The siege of Bani Walid, Libya’s ongoing political instability, and the alleged torture of Gaddafi loyalists has left the country a far cry from the vision that western powers had when they supported last year's NATO bombing. The residents of Bani Walid have been left without food and other supplies – and are appealing to the UN for help. A petition circulating around the city on Friday night asked the UN Security Council to convene an emergency meeting and “to immediately intervene to protect the civilians in the town.” The situation is very bad. No fuel, no food, no drugs, no communication. Everything is in a very bad situation. But there is little hope for help from UN. The United Nations hasn’t done anything of value in the last decade or two.

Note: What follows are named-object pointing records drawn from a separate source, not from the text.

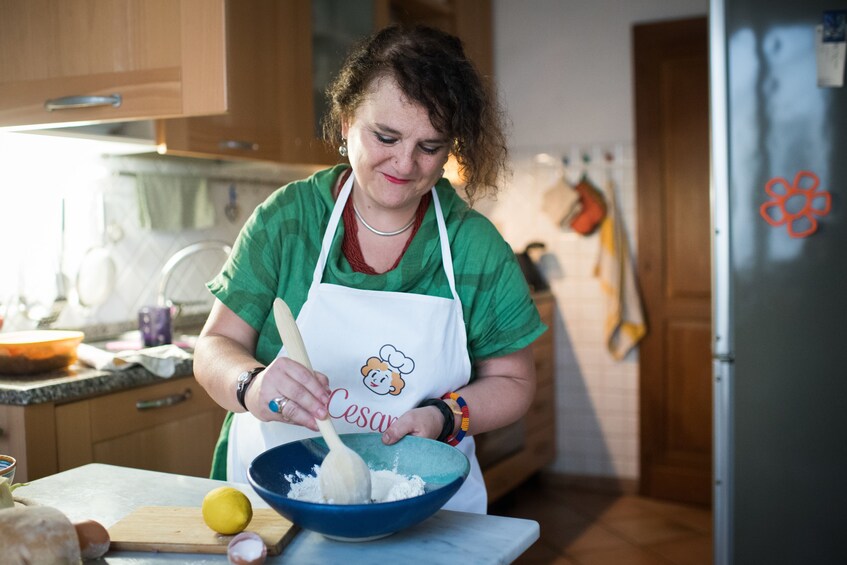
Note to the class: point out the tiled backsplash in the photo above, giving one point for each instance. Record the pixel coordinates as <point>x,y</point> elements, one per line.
<point>596,396</point>
<point>105,187</point>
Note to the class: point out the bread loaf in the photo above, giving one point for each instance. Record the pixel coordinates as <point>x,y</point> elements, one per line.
<point>38,534</point>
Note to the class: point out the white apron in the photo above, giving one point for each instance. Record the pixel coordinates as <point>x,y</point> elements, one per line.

It’s a complete failure led by the United States and its ‘Mini me’ Britain.




Libyan militias turning on each other
global affairs researcher Benjamin Schett.

US military adventurism, and the war crimes committed by the country's forces, impoverish the entire region and ultimately lead to a rise in the number of Islamic militant groups. The United States supported militant extremist Islamic groups in order to topple the government of Muammar Gaddafi last year. And one example is the Libyan Islamic Fighting Group. It is, according to the Washington Post, a terrorist organization with links to al-Qaeda. Nevertheless, in 1996, they received support from British Secret Service MI6 to kill Gaddafi, which did not work out, as we know. After 9/11, in 2001, they still got support from Western powers during the so-called uprising in Libya last year and the NATO bombing campaign. They got support from the US and Saudi allies, so obviously the US never stopped supporting militant Islamist groups as long as it’s in their geopolitical interests. We saw what happened in Afghanistan and Iraq after the US invasion – the clashes between Sunnis and Shias. We see what’s happening now in Syria, where the sectarian violence is being supported from the outside – from the Gulf states, from the US, and from France. And it’s what’s happening in Libya – all these different militias that received support in order to fight against Gaddafi are now turning against each other and are pushing for a tribalization of Libya. 

The whole story of the clash of civilizations and Christianity versus Islam – all these stories, they don’t show the real picture. The real picture is that the majority of Muslims are as peaceful as the majority of Christians or Jews or whoever. The policy of supporting militant extremist Islamist groups as long as it serves geopolitical interests and fighting secular independent governments in the Middle East, or direct military intervention and war crimes, impoverishing of the whole region – certainly this leads to an increase of Islamic militant movements, which can turn out to be a threat to US citizens, as we’ve just seen.